Prologue
Wednesday August 16th, 2023
When I was thirteen I had a best friend called Milton Harvey, whose father went out for cigarettes one day and never came home. That isn’t a euphemism for a deadbeat dad bailing on his family: it literally happened that way.
Just after eight o’ clock one Sunday evening in August 1986, Jeffrey Harvey announced that he was going to the 24-hour ARCO to buy a pack of Marlboro Reds. He got up out of his armchair, kissed his wife on the cheek, walked out the front door and was never seen again.

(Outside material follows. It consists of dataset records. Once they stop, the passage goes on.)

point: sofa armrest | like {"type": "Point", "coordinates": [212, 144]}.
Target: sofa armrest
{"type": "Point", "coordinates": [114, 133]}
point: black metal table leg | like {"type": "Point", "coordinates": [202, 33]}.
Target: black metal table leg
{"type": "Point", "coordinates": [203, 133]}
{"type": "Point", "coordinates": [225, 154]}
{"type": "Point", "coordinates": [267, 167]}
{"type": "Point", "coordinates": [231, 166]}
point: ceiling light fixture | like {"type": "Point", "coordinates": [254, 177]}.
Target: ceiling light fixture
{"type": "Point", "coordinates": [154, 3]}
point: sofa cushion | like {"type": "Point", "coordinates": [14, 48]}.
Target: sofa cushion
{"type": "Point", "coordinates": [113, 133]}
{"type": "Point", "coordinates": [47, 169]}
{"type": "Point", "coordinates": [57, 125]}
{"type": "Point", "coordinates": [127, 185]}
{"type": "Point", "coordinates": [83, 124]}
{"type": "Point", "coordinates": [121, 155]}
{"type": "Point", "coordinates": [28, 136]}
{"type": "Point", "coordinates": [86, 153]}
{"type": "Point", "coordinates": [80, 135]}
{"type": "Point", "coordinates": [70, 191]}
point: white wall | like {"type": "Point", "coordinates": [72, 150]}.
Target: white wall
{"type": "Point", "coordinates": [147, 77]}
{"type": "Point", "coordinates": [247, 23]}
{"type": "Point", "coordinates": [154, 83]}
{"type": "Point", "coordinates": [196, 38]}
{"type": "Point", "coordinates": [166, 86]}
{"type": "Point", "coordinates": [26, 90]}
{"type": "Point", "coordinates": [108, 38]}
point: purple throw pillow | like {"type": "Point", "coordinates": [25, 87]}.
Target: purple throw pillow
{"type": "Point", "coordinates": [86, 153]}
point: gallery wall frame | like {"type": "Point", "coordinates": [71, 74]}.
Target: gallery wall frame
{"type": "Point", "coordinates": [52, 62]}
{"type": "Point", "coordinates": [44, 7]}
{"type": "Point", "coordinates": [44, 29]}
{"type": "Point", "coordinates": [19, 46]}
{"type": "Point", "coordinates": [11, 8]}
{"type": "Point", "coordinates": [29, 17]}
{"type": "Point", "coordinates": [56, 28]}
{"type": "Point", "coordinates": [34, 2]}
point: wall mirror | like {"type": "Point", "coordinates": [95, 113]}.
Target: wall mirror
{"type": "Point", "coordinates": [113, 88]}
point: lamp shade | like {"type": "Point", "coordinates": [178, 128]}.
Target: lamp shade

In the days that followed his disappearance, a clip from the ARCO’s external security camera was played dozens of times on dozens of news broadcasts: a five-second loop of grainy footage that showed Mr Harvey walking across the garage forecourt and entering the store about a quarter of an hour after leaving his house. But the clerk on the evening shift didn’t remember serving him. And – even weirder – Mr Harvey didn’t show up on any CCTV inside.
Milton and I didn’t became friends until the winter after it happened, when my own father got a teaching job at Fernwood High and I joined the local elementary. Our teacher partnered us up on my first day and we bonded instantly over our mutual obsessions for Buck Rogers and BMX.
Whenever we hang out, engaged in our favourite pursuits of imaginary space-based adventures and tearing around on our bikes, Milton would talk about his ‘Pa’ constantly, obsessing over the smallest details of his disappearance; the whys and the what-ifs. The way Milton told it, his parents were blissfully happy. Jeffrey Harvey was a respected businessman (he ran a local construction outfit); he was supportive of his wife’s committees and his son’s schooling; he was mild-mannered, not a big drinker. His departure didn’t make sense to anyone who knew him, least of all Milton’s mother. For weeks after that fateful Sunday, Donna Harvey spent her evenings standing at the living room window, watching for her husband’s return, her sobs fogging the glass. There was an extensive missing persons investigation, a TV appeal, a neighbourhood vigil, a six-month-anniversary march down Main Street (my own family participated in that one), but the cold, hard fact was this: Milton’s Pa was gone.
It’s taken me nearly four decades to work out what happened to him.
Dr Brewer says I’m living on borrowed time. I won’t survive another three-year-wait for the homeless man.
When I do go to my grave, it has to be in the knowledge that I solved this thing.
For Milton.
Tomorrow is my last chance to bring Mr Harvey home.